Selon l'analyse des données de l'enquête de Statistique Canada auprès de 8 000 adultes âgés de la CLOSM francophone, cette répartition inégale des francophones en situation minoritaire a eu un impact négatif sur leur accès aux services de santé et sur leur santé (Alimezelli et coll. 2015).
En 2016, 58 580 travailleurs de la santé à l’extérieur du Québec ont déclaré utiliser le français au travail, ce qui représente 5,2 % de tous les travailleurs de la santé. Depuis 2001, leur nombre a augmenté de 47,6 % (+18 880 travailleurs) alors que leur proportion est restée relativement stable (Statistique Canada 2021).

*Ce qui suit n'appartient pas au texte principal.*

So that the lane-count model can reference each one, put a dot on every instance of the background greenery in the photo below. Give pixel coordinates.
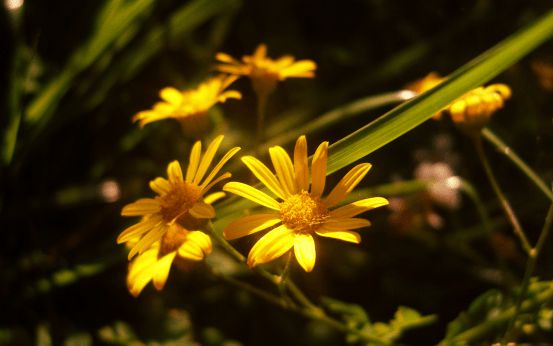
(75, 73)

En Ontario, seuls 33% des francophones affirment avoir parlé français avec leur médecin de famille. Au Manitoba, cette proportion était de 16% et en Alberta de 3%. Au total, ce sont plusieurs centaines de milliers de francophones qui n’ont toujours pas accès à des services de santé adéquats en français. Dans les provinces orientales, les communautés francophones ont tendance à être située dans les zones périphériques et régions éloignées, tandis que les soins de santé les fournisseurs sont fortement concentrés dans grands centres urbains. Et même dans les provinces où les communautés francophones sont plus susceptibles d'être situées dans les centres urbains, les locuteurs francophones ne vivent pas nécessairement dans villes où les praticiens francophones sont fortement concentrés (Moissac et coll. 2015) .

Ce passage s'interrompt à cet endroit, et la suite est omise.